Recently, I was at a dinner party and I was asked about how a fairly high profile divorce (where I represent the wife) was going. I responded with a basic “Well, it’s pretty nasty.” A vague but true answer since there had been several temporary relief hearings (which are public in Minnesota) as well as close to 200 pages of pleadings that had been filed in the case and are public. The person listening to the conversation was shocked, his eyes got big and he said “How can you tell me that? It’s attorney client privilege!?” It wasn’t and I don’t think he understands what that means, which is what prompted this post.
Attorney Client Privilege
It’s a common myth that anything, anytime, anywhere you tell a lawyer is attorney client privilege. While it’s true when you speak to an attorney you usually expect a level of confidentiality, but it’s not carte blanche as there are some rules that go along with attorney client privilege. Luckily, we as lawyers like rules and we have a rule on point to guide us, specifically Minnesota Rule of Professional Conduct 1.6. which says “…a lawyer shall not knowingly reveal information relating to the representation of a client. ” However, as there always is in the law, there are exceptions such as:
- Client gives consent.
- The client has not requested it be held in confidence and the disclosure would not embarrass the client.

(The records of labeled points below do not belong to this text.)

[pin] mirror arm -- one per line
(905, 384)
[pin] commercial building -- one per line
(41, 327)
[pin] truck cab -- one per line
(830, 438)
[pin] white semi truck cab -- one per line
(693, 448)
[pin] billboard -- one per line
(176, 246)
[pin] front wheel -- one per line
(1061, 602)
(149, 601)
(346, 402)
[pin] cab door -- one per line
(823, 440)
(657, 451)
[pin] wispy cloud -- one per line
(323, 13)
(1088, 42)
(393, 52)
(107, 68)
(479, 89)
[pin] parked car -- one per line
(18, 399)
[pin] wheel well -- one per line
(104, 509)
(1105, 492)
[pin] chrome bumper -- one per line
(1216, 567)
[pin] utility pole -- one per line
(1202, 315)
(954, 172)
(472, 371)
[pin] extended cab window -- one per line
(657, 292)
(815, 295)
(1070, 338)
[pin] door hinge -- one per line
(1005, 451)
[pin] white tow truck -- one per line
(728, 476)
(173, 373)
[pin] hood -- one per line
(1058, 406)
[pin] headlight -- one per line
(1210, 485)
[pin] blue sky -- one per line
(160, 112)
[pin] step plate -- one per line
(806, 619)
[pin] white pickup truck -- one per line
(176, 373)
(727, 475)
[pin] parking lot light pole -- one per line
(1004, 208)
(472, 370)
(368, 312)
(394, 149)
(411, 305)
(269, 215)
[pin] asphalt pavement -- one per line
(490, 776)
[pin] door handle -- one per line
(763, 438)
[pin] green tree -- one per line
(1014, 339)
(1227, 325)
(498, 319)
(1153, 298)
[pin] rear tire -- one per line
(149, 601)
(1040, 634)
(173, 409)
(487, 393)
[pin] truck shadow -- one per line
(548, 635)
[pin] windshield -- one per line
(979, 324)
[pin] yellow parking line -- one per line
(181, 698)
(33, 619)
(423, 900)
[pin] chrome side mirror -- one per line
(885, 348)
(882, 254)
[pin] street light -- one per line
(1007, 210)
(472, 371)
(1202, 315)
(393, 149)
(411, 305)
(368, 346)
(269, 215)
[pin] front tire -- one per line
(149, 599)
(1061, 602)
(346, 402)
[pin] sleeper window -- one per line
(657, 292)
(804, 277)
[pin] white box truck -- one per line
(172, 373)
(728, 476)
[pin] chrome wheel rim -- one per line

- It is impliedly authorized in order to carry out the representation.
- Disclosure is necessary to prevent the commission of a fraud if it will result in substantial financial injury.
- There are 5 others that don’t usually apply in divorce cases…
One of the key concepts is that privileged information is between the attorney and the client, if another person is in the room or it’s in a public courtroom then it is not privileged. This is sometimes difficult for clients to understand. To look at my example I started the blog off with, the legal documents submitted to a court are public. This means, all of those 200+ pages that accused each party of well, very unpleasant things, are open to the public and the attorney client privilege is very limited in this respect.
To give an example, if my client is a cocaine user, has been convicted of cocaine use and is in treatment (and proof has been submitted to the court) then there would be no reason why I could not discuss that. What I could not discuss, for example, would be that not only is he currently using cocaine but he is selling it on the side (assuming this was told to me in confidence).
So, if you wonder what your lawyer can talk about, they should limit the details only to either public facts or very generally comments. With most ethical Minnesota Divorce lawyers you do not need to worry your secrets are being disclosed as there are very specific (and strict) rules which govern this area.